Palestinian Foreign Minister Riyad al-Maliki has voiced support for the notion of legally challenging the 1917 Balfour Declaration, which paved the way for the creation of Israel in 1948, according to Anadolu Agency.

Al-Maliki apologized on behalf of Abbas, who couldn’t attend the summit due to his brother’s recent death, before urging Arab countries to “help us bring a suit against the British government over the ominous Balfour Declaration which resulted in the Nakba (catastrophe) for the Palestinian people.”

“We will open the file on Israeli crimes committed [against the Palestinians] since the end of the British Mandate in Palestine [in 1948],” al-Maliki said Monday, speaking at the opening session of an Arab League summit in Mauritanian capital Nouakchott.
“We will remain united until we bring an end to the [Israeli] occupation of our land and holy places,” he asserted.

Al-Maliki was speaking at the summit on behalf of Palestinian President Mahmoud Abbas, who did not attend the event due to his brother’s recent death.

Some date the beginning of the Israel-Palestine conflict to the 1917 Balfour Declaration, in which the British government articulated its support for “the establishment in Palestine of a national home for the Jewish people”.

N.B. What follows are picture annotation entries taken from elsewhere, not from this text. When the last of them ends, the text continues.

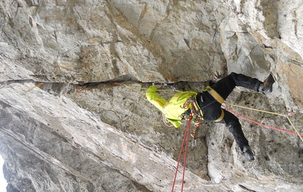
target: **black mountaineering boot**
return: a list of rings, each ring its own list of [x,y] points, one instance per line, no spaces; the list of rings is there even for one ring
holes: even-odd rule
[[[273,84],[275,82],[275,79],[271,74],[267,77],[266,79],[259,85],[258,91],[264,94],[270,94],[273,91]]]
[[[243,152],[246,154],[246,160],[249,162],[252,160],[254,160],[254,155],[252,154],[252,151],[250,150],[249,146],[244,146]]]

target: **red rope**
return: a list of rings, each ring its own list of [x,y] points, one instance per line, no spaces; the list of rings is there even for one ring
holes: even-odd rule
[[[295,133],[295,132],[290,132],[290,131],[287,131],[287,130],[281,129],[279,129],[279,128],[277,128],[277,127],[271,127],[271,126],[269,126],[269,125],[267,125],[267,124],[263,124],[263,123],[261,123],[261,122],[256,122],[256,121],[255,121],[255,120],[252,120],[252,119],[249,119],[249,118],[248,118],[248,117],[245,117],[245,116],[243,116],[243,115],[240,115],[239,113],[236,113],[236,112],[235,112],[235,111],[232,110],[231,109],[228,108],[228,107],[226,107],[226,106],[224,106],[224,105],[222,105],[222,106],[223,106],[225,109],[226,109],[227,110],[229,110],[230,112],[231,112],[231,113],[234,113],[234,114],[237,115],[237,116],[241,117],[242,117],[243,119],[247,120],[248,120],[248,121],[250,121],[250,122],[252,122],[256,123],[256,124],[259,124],[259,125],[261,125],[261,126],[264,126],[264,127],[268,127],[268,128],[270,128],[270,129],[275,129],[275,130],[278,130],[278,131],[280,131],[280,132],[285,132],[285,133],[288,133],[288,134],[291,134],[298,135],[298,134],[297,134],[297,133]],[[300,134],[300,135],[303,136],[303,134]]]
[[[180,153],[179,153],[179,158],[178,160],[177,168],[175,169],[175,178],[173,179],[171,192],[173,192],[173,188],[175,187],[175,179],[177,178],[178,169],[179,168],[180,161],[181,160],[182,151],[183,151],[184,143],[186,141],[185,151],[185,154],[184,154],[184,162],[183,162],[183,176],[182,178],[182,186],[181,186],[181,192],[183,191],[184,177],[185,175],[186,157],[187,157],[187,148],[188,148],[188,141],[190,139],[190,122],[192,122],[192,118],[193,118],[192,115],[190,115],[189,120],[187,122],[187,126],[186,127],[185,132],[184,133],[183,141],[182,142],[182,146],[181,146],[181,149],[180,149]]]

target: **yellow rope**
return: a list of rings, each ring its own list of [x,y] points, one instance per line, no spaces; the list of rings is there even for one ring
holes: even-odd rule
[[[238,108],[245,108],[245,109],[249,109],[249,110],[256,110],[256,111],[259,111],[259,112],[267,113],[270,113],[270,114],[273,114],[273,115],[280,115],[280,116],[286,117],[287,118],[288,121],[290,122],[290,124],[292,125],[292,128],[294,128],[294,129],[295,130],[295,132],[298,134],[299,137],[303,141],[303,138],[302,137],[301,134],[299,133],[299,132],[297,129],[297,128],[295,127],[295,126],[292,124],[292,122],[290,120],[290,119],[288,117],[288,115],[284,115],[284,114],[280,114],[280,113],[273,113],[273,112],[270,112],[270,111],[266,111],[266,110],[259,110],[259,109],[255,109],[255,108],[252,108],[244,107],[244,106],[237,105],[231,104],[231,103],[225,103],[225,104],[235,106],[235,107],[238,107]]]
[[[144,93],[142,93],[141,91],[139,91],[139,90],[136,89],[140,89],[140,90],[141,89],[145,89],[145,90],[148,89],[147,88],[131,87],[131,86],[126,85],[125,84],[121,84],[121,85],[124,85],[124,86],[130,88],[130,89],[135,91],[139,92],[140,94],[144,94]],[[182,92],[181,91],[175,90],[175,89],[158,89],[157,91],[178,91],[178,92]],[[273,115],[280,115],[280,116],[286,117],[287,118],[288,121],[290,122],[290,124],[292,125],[292,127],[294,128],[294,129],[295,130],[295,132],[297,132],[297,134],[298,134],[298,136],[301,139],[301,140],[303,141],[303,138],[302,137],[301,134],[299,133],[299,132],[297,131],[297,129],[295,127],[295,126],[292,124],[292,122],[290,120],[290,119],[286,115],[280,114],[280,113],[278,113],[270,112],[270,111],[266,111],[266,110],[259,110],[259,109],[255,109],[255,108],[252,108],[241,106],[241,105],[231,104],[231,103],[225,103],[225,104],[235,106],[235,107],[238,107],[238,108],[245,108],[245,109],[249,109],[249,110],[256,110],[256,111],[259,111],[259,112],[263,112],[263,113],[270,113],[270,114],[273,114]]]
[[[142,88],[142,87],[137,87],[128,86],[128,85],[126,85],[125,84],[120,84],[121,85],[124,85],[125,87],[126,87],[128,88],[130,88],[130,89],[133,90],[135,91],[137,91],[137,92],[138,92],[140,94],[145,94],[145,93],[143,93],[142,91],[140,91],[141,89],[144,89],[144,90],[148,90],[149,89],[147,88]],[[140,90],[138,90],[138,89],[140,89]],[[175,89],[157,89],[156,91],[177,91],[177,92],[182,92],[181,91],[175,90]]]
[[[292,124],[292,122],[290,121],[290,117],[288,117],[288,116],[285,115],[285,117],[287,118],[288,121],[290,122],[290,124],[292,126],[292,127],[295,129],[295,130],[296,131],[297,134],[298,134],[298,136],[300,137],[301,140],[303,141],[303,138],[302,137],[301,134],[299,133],[298,130],[297,129],[297,128],[295,127],[295,125]]]

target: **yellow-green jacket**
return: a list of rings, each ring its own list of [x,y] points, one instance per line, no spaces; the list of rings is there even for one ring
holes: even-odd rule
[[[165,115],[165,118],[171,122],[175,127],[179,127],[182,125],[180,122],[181,120],[180,115],[185,112],[187,108],[183,108],[183,104],[186,100],[193,95],[197,95],[194,91],[184,91],[180,92],[171,97],[166,101],[164,98],[160,97],[156,93],[157,88],[156,86],[151,86],[147,90],[146,96],[147,100],[155,105],[159,110],[162,111]],[[190,104],[188,108],[191,108]]]

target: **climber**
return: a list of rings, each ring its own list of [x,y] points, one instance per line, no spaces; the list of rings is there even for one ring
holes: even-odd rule
[[[242,130],[239,120],[230,112],[221,108],[221,106],[236,86],[269,94],[272,91],[274,82],[275,80],[271,75],[262,82],[255,78],[231,72],[200,93],[180,92],[173,96],[168,101],[166,101],[165,98],[160,97],[156,93],[158,87],[152,85],[147,90],[146,96],[150,103],[162,111],[165,122],[168,120],[174,127],[179,127],[182,124],[180,122],[182,115],[191,108],[190,104],[187,108],[183,106],[189,98],[192,98],[194,96],[195,102],[192,103],[193,103],[192,105],[197,104],[199,112],[203,120],[225,123],[226,127],[229,127],[229,131],[233,134],[241,151],[246,154],[246,160],[249,162],[254,160],[254,158],[248,141]]]

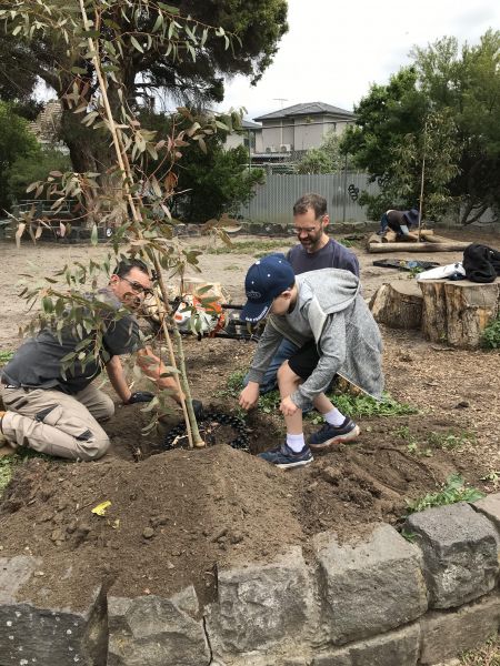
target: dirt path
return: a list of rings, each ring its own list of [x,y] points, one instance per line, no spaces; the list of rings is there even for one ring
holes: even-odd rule
[[[236,242],[243,240],[248,239]],[[492,236],[474,240],[500,245]],[[256,251],[261,243],[254,239]],[[283,250],[289,245],[283,241]],[[28,243],[16,250],[1,243],[0,349],[16,349],[18,325],[27,321],[23,301],[16,296],[22,273],[32,272],[39,280],[64,262],[84,262],[104,252],[102,246]],[[401,276],[396,270],[374,268],[373,256],[362,250],[356,252],[366,297],[382,282]],[[461,253],[398,258],[452,263]],[[200,276],[221,282],[233,302],[241,302],[251,261],[252,253],[206,254],[200,258]],[[77,603],[80,589],[84,596],[89,585],[103,577],[113,582],[118,594],[168,594],[193,581],[200,597],[209,601],[216,562],[267,559],[291,543],[302,544],[307,553],[309,537],[317,532],[333,529],[353,539],[369,523],[398,524],[406,500],[436,491],[453,472],[477,487],[496,491],[500,354],[449,350],[427,343],[418,332],[383,329],[382,334],[387,390],[420,413],[361,417],[362,436],[354,445],[339,446],[318,455],[309,467],[283,474],[226,445],[162,452],[161,432],[141,436],[147,415],[140,406],[119,407],[107,425],[113,451],[102,461],[73,465],[36,458],[24,465],[0,505],[2,555],[23,551],[43,556],[50,566],[44,565],[40,589],[46,595],[50,589],[51,598],[61,603],[69,593],[57,581],[69,564]],[[186,349],[194,395],[213,408],[233,411],[237,398],[228,394],[227,381],[248,367],[253,343],[189,339]],[[172,414],[163,431],[178,418]],[[249,427],[251,453],[283,436],[277,412],[252,413]],[[308,432],[314,427],[311,422],[306,425]],[[226,436],[220,431],[218,441]],[[141,458],[141,452],[157,455]],[[108,516],[91,514],[90,508],[104,500],[112,503]],[[27,592],[36,597],[40,589]]]

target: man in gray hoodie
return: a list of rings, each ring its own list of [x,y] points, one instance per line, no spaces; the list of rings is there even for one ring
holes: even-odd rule
[[[323,269],[294,275],[282,254],[271,254],[250,266],[247,303],[241,319],[250,323],[270,314],[240,394],[244,410],[259,400],[266,370],[283,339],[298,351],[278,371],[280,411],[287,425],[283,445],[260,454],[278,467],[312,462],[312,451],[354,440],[359,427],[326,396],[336,374],[380,398],[383,387],[380,332],[360,294],[360,282],[349,271]],[[324,425],[306,443],[302,410],[313,405]]]

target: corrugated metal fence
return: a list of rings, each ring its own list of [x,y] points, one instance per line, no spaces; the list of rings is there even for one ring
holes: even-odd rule
[[[367,173],[340,171],[309,175],[269,173],[258,185],[256,195],[239,214],[253,223],[288,224],[294,202],[308,192],[326,198],[330,219],[336,222],[364,222],[364,209],[359,203],[362,190],[377,193],[377,183],[368,182]]]

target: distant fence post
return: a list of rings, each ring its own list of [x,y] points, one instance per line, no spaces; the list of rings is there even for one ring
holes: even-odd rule
[[[346,222],[346,209],[347,209],[347,163],[348,163],[348,157],[347,157],[347,153],[346,153],[346,162],[343,164],[342,222]]]

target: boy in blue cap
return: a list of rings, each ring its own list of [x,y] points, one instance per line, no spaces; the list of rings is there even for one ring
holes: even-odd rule
[[[260,454],[278,467],[312,462],[312,451],[356,440],[359,427],[334,407],[324,392],[336,374],[373,397],[383,387],[380,332],[360,295],[360,282],[350,271],[322,269],[294,275],[282,254],[270,254],[250,266],[247,303],[241,319],[257,323],[269,314],[240,394],[244,410],[259,400],[259,384],[283,339],[298,351],[278,371],[280,410],[287,425],[284,444]],[[308,442],[302,410],[313,405],[324,425]]]

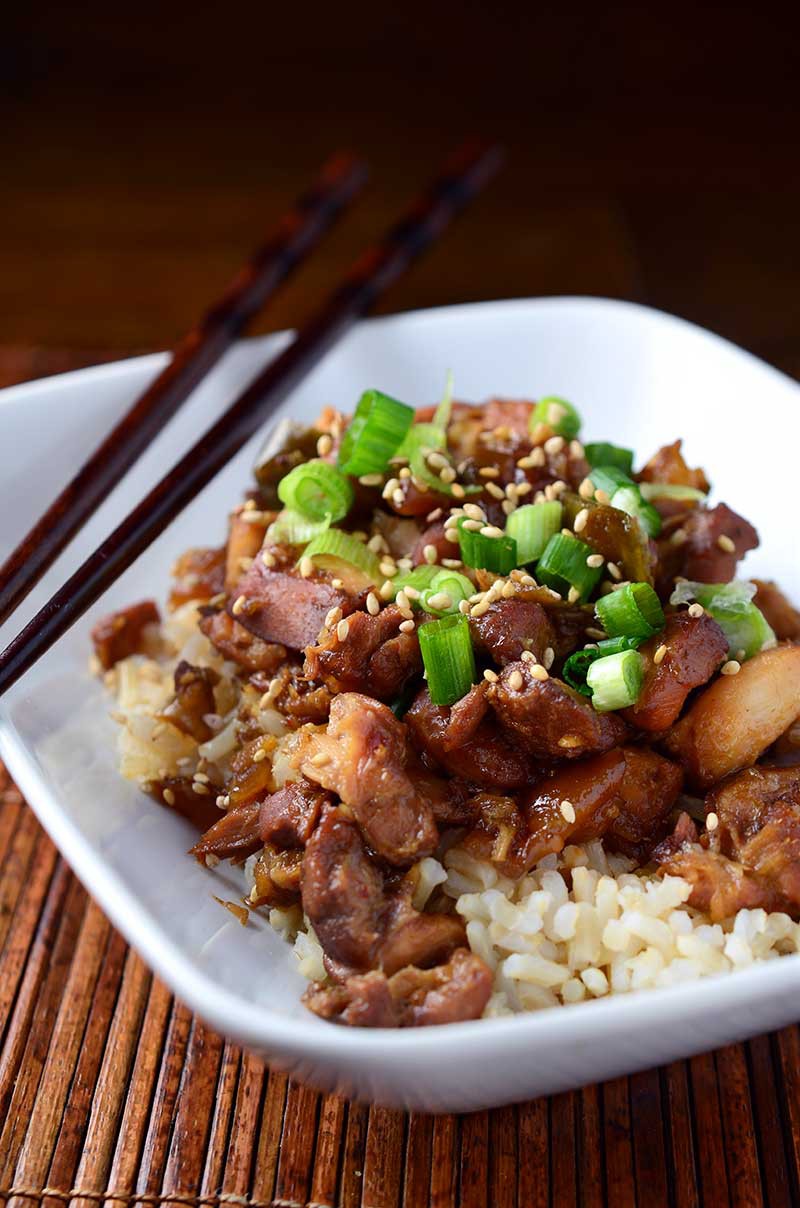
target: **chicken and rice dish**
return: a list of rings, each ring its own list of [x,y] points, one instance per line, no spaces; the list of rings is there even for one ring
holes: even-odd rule
[[[121,771],[242,865],[317,1015],[408,1027],[800,948],[800,615],[680,441],[566,400],[282,425],[163,618],[93,631]],[[211,888],[211,885],[209,885]]]

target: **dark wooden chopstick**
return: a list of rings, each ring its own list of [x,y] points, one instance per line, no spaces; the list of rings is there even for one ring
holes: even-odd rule
[[[0,655],[0,696],[64,634],[262,426],[289,391],[494,175],[502,151],[469,144],[360,256],[292,342],[152,488]]]
[[[0,567],[0,625],[278,286],[317,245],[358,193],[366,175],[361,159],[350,155],[331,157],[308,192],[284,215],[220,301],[184,336],[169,364]]]

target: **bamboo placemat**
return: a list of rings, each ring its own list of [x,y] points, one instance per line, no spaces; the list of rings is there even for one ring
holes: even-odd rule
[[[0,382],[98,359],[0,349]],[[320,1096],[172,998],[0,765],[0,1201],[789,1208],[800,1203],[800,1030],[464,1116]]]

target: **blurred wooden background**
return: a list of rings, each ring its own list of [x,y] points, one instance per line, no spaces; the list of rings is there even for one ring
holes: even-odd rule
[[[480,130],[505,174],[387,308],[604,294],[800,373],[792,7],[8,6],[0,342],[169,344],[349,145],[373,184],[262,326],[292,323]]]

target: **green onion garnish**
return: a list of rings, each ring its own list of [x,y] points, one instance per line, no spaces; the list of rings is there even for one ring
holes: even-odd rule
[[[341,470],[313,458],[296,465],[278,483],[278,499],[309,521],[332,524],[347,516],[353,505],[353,487]]]
[[[705,490],[697,487],[684,487],[680,482],[640,482],[639,490],[642,498],[648,503],[653,499],[677,499],[686,503],[702,503],[706,499]]]
[[[352,586],[359,582],[379,583],[381,563],[377,554],[364,541],[343,533],[342,529],[327,529],[315,536],[303,551],[303,558],[312,558],[323,570],[344,579]],[[353,575],[353,570],[356,575]]]
[[[474,592],[475,583],[466,575],[459,575],[457,570],[439,570],[430,587],[422,593],[419,603],[427,612],[446,616],[448,612],[458,612],[460,602],[468,600]]]
[[[291,507],[284,507],[267,529],[269,541],[280,541],[285,545],[306,545],[330,525],[326,516],[324,521],[308,521],[300,512]]]
[[[642,492],[636,483],[631,483],[630,487],[618,487],[611,495],[611,507],[619,507],[621,512],[633,516],[648,536],[657,536],[661,532],[661,517],[657,510],[642,498]]]
[[[546,424],[557,436],[570,441],[580,431],[580,416],[572,402],[551,394],[546,399],[540,399],[531,412],[528,426],[532,434],[538,424]]]
[[[465,567],[491,570],[495,575],[508,575],[517,565],[517,544],[505,533],[489,536],[464,527],[458,522],[458,545]]]
[[[562,504],[553,499],[545,504],[526,504],[511,512],[505,522],[505,532],[517,544],[517,564],[540,558],[544,548],[561,528]]]
[[[584,445],[584,453],[591,466],[613,465],[627,475],[633,471],[633,449],[609,445],[608,441],[590,441],[589,445]]]
[[[651,638],[663,629],[663,609],[649,583],[625,583],[595,604],[609,638]]]
[[[603,568],[590,567],[586,559],[593,553],[591,546],[567,533],[550,538],[537,564],[537,579],[552,587],[561,596],[569,597],[570,588],[578,592],[578,600],[587,600],[599,582]]]
[[[385,470],[411,428],[413,414],[407,403],[381,390],[365,390],[340,445],[340,470],[354,477]]]
[[[609,713],[611,709],[626,709],[630,704],[636,704],[643,679],[644,662],[636,650],[597,658],[586,673],[586,684],[592,690],[592,705],[597,713]]]
[[[460,612],[427,621],[417,629],[428,691],[434,704],[454,704],[475,683],[469,621]]]
[[[596,646],[586,646],[569,656],[562,669],[562,678],[570,687],[584,696],[591,696],[592,690],[586,684],[586,674],[592,663],[607,655],[619,655],[624,650],[636,650],[642,638],[604,638]]]
[[[695,583],[684,579],[673,591],[669,603],[688,604],[694,599],[702,604],[727,638],[731,657],[742,662],[776,641],[766,617],[753,603],[754,596],[755,583],[741,580]]]

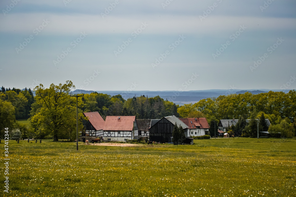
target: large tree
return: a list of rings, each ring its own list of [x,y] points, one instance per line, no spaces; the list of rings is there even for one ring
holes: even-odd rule
[[[12,128],[15,121],[15,107],[11,103],[0,99],[0,137],[4,136],[3,131],[4,128]]]
[[[34,89],[36,102],[32,106],[31,125],[40,136],[51,134],[54,141],[58,137],[67,136],[73,139],[75,135],[76,99],[71,97],[70,91],[75,88],[70,81],[58,85],[52,84],[49,88],[42,84]],[[78,99],[81,107],[81,97]],[[82,117],[81,113],[80,114]],[[79,122],[80,128],[82,123]]]

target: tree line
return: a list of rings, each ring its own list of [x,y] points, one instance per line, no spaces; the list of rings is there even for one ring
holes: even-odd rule
[[[295,136],[296,130],[296,92],[221,95],[194,104],[186,104],[178,108],[177,112],[182,117],[206,118],[212,135],[214,134],[215,124],[217,128],[220,120],[234,118],[239,119],[237,125],[239,127],[229,127],[228,130],[236,132],[238,136],[254,137],[257,132],[256,119],[261,118],[261,131],[268,131],[272,136],[278,136],[280,133],[282,136],[291,137]],[[267,129],[262,120],[265,118],[271,124]],[[250,119],[248,124],[242,122],[246,119]]]
[[[75,89],[72,82],[52,84],[48,88],[42,84],[33,90],[2,87],[0,91],[0,128],[18,128],[22,137],[53,137],[73,139],[76,135],[76,98],[70,94]],[[35,95],[34,96],[33,92]],[[141,95],[127,100],[121,95],[114,96],[96,92],[78,98],[79,128],[83,129],[83,113],[98,112],[104,119],[108,115],[135,115],[137,119],[160,119],[175,115],[182,118],[205,117],[211,135],[220,119],[239,119],[235,127],[227,131],[237,136],[254,137],[257,121],[261,120],[260,131],[268,131],[274,136],[291,137],[295,134],[296,92],[287,93],[270,91],[253,95],[222,95],[194,103],[179,106],[159,96],[148,97]],[[271,125],[267,127],[262,120],[268,118]],[[19,123],[28,119],[30,124]],[[250,120],[248,123],[246,119]],[[1,136],[2,136],[2,135]]]

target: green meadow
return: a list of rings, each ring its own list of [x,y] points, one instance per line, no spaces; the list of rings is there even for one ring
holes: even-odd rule
[[[4,196],[295,196],[295,139],[194,140],[193,145],[86,145],[10,140]]]

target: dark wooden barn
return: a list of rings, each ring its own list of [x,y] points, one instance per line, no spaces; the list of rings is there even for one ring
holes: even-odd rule
[[[161,143],[170,142],[176,123],[178,126],[181,125],[184,133],[187,132],[188,126],[174,115],[164,117],[150,128],[150,140]]]

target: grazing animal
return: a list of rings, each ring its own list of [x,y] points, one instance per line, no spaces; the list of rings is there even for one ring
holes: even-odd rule
[[[99,144],[101,143],[101,139],[95,139],[94,140],[93,140],[94,142],[95,142],[96,144],[98,142]]]

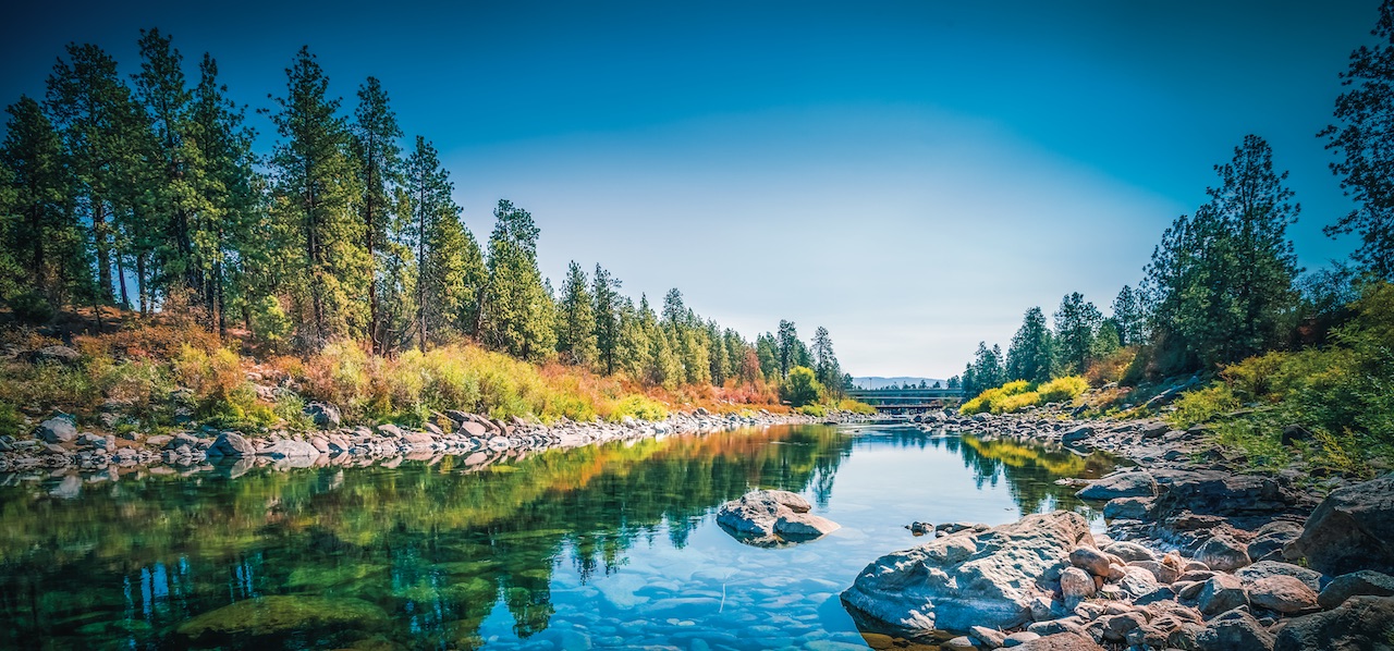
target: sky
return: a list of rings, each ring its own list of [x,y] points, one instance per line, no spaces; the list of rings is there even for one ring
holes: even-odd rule
[[[0,103],[42,96],[70,42],[134,72],[156,26],[191,75],[209,52],[263,109],[308,45],[346,112],[382,81],[481,241],[499,199],[530,210],[553,283],[601,263],[749,339],[825,326],[853,375],[933,378],[1071,291],[1107,314],[1250,132],[1291,173],[1299,262],[1345,258],[1322,226],[1354,205],[1316,132],[1377,17],[1376,0],[24,4],[0,21]]]

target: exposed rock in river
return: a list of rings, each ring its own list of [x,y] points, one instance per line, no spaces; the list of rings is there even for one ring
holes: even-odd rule
[[[1080,544],[1093,545],[1083,516],[1032,514],[881,556],[861,570],[842,601],[912,631],[1013,627],[1030,622],[1036,601],[1051,601],[1069,552]]]
[[[841,528],[810,510],[809,500],[789,491],[751,491],[721,505],[717,523],[735,531],[742,542],[756,546],[806,542]]]

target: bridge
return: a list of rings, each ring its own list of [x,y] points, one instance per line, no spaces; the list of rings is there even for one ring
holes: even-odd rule
[[[882,414],[917,414],[958,404],[962,389],[853,389],[848,397],[875,407]]]

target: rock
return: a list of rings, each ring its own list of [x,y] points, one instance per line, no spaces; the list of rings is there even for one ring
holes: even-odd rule
[[[1335,609],[1294,618],[1278,633],[1274,651],[1388,650],[1394,637],[1394,597],[1351,597]]]
[[[329,403],[307,404],[305,415],[308,415],[312,421],[315,421],[315,425],[321,428],[339,427],[339,424],[343,421],[342,415],[339,414],[339,407],[335,407],[333,404]]]
[[[1080,601],[1094,598],[1094,577],[1079,567],[1065,567],[1059,573],[1059,591],[1065,598],[1065,608],[1073,611]]]
[[[213,445],[208,446],[205,454],[210,457],[251,457],[256,456],[256,447],[252,447],[237,432],[223,432],[217,435],[217,441],[213,441]]]
[[[1011,636],[1006,636],[1005,638],[1002,638],[1002,647],[1004,648],[1019,647],[1022,644],[1026,644],[1026,643],[1033,641],[1033,640],[1040,640],[1040,638],[1041,638],[1041,636],[1037,634],[1037,633],[1032,633],[1029,630],[1019,630],[1019,631],[1012,633]]]
[[[33,360],[33,362],[36,364],[43,364],[43,362],[77,364],[78,358],[81,357],[82,355],[79,355],[78,351],[67,346],[45,346],[39,350],[35,350],[33,354],[31,355],[31,360]]]
[[[1117,498],[1154,498],[1157,496],[1157,480],[1147,471],[1114,473],[1090,484],[1075,496],[1100,502]]]
[[[1146,520],[1147,512],[1156,503],[1156,498],[1115,498],[1104,505],[1104,517],[1108,520]]]
[[[1234,572],[1250,563],[1248,546],[1224,534],[1200,545],[1200,549],[1196,549],[1196,560],[1220,572]]]
[[[1394,597],[1394,577],[1374,570],[1352,572],[1331,580],[1316,602],[1330,611],[1356,595]]]
[[[1089,636],[1069,631],[1037,637],[1015,648],[1020,651],[1104,651],[1104,647],[1100,647]]]
[[[1295,615],[1316,608],[1316,591],[1289,576],[1266,576],[1249,584],[1249,604]]]
[[[1394,474],[1331,491],[1282,555],[1323,574],[1394,574]]]
[[[1124,498],[1136,499],[1136,498]],[[1112,502],[1110,502],[1112,503]],[[1119,541],[1104,548],[1104,553],[1112,553],[1124,560],[1157,560],[1157,555],[1136,542]]]
[[[977,640],[979,645],[983,648],[999,648],[1002,643],[1006,641],[1006,633],[997,629],[988,629],[986,626],[973,626],[969,630],[973,640]]]
[[[304,441],[282,439],[262,449],[258,454],[272,459],[315,459],[319,456],[319,450]]]
[[[1282,548],[1302,535],[1302,526],[1288,520],[1274,520],[1253,533],[1249,541],[1249,559],[1282,560]]]
[[[910,630],[1009,629],[1058,580],[1072,549],[1093,544],[1072,512],[1039,513],[983,533],[960,533],[881,556],[842,592],[873,620]]]
[[[1206,615],[1218,615],[1249,604],[1243,581],[1231,574],[1216,574],[1200,588],[1196,605]]]
[[[1259,560],[1257,563],[1236,570],[1234,576],[1242,579],[1245,583],[1257,581],[1259,579],[1269,576],[1289,576],[1305,583],[1306,587],[1313,591],[1322,590],[1323,580],[1320,572],[1299,567],[1292,563],[1281,563],[1278,560]]]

In 1948, a new state — “Israel” — was established inside historical Palestine.

The creation of the Jewish state was accompanied by the death of some 15,000 Palestinians and the displacement of an estimated 800,000 others, while 531 Arab villages were destroyed in attacks by armed Jewish groups.

The incident led to a Palestinian diaspora, with Palestinian refugees now scattered across Jordan, Lebanon, Syria and other countries. Many have since settled in refugee camps in the Israeli-occupied West Bank and the Israeli-blockaded Gaza Strip.

According to the UN Relief and Works Agency (UNRWA), there are currently more than 5 million registered Palestinian refugees.

For many Palestinians, the right to return to their homes in historical Palestine constitutes more than just a political demand, but a fundamental human right.

Nearly a century ago, a letter sent from British Foreign Secretary Arthur James Balfour to Baron Rothschild, a British Jewish leader, declared British support for the “establishment in Palestine of a national home for the Jewish people.”
Palestinians have since viewed the declaration as paving the way for the creation of the State of Israel at the expense of the land’s original inhabitants.
The declaration was made before the British had wrested control of Palestine from the Ottoman Empire, and was not made public until several years after the World War I, in 1920.

By that time, Britain had been formally granted a mandate over Palestine by the League of Nations, and was struggling with its contradictory obligations of “rewarding” Arabs for their support during the war, while also fulfilling their pledge to create a Jewish state.
After World War II, British forces withdrew from Palestine, leaving it in the hands of the newly created United Nations, which favored partition, particularly as evidence slowly emerged of the vast scale of the Holocaust in Europe.
The decision led to the 1948 war between Arab nations, including Palestinians, and Jewish immigrants, ultimately resulting in the creation of the state of Israel and the expulsion of more than 700,000 Palestinians from their homes inside its borders, an event known as the Nakba among Palestinians.

In February, the Palestine Liberation Organization said in a statement that Great Britain bore “the primary responsibility” for “historical injustice in Palestine.”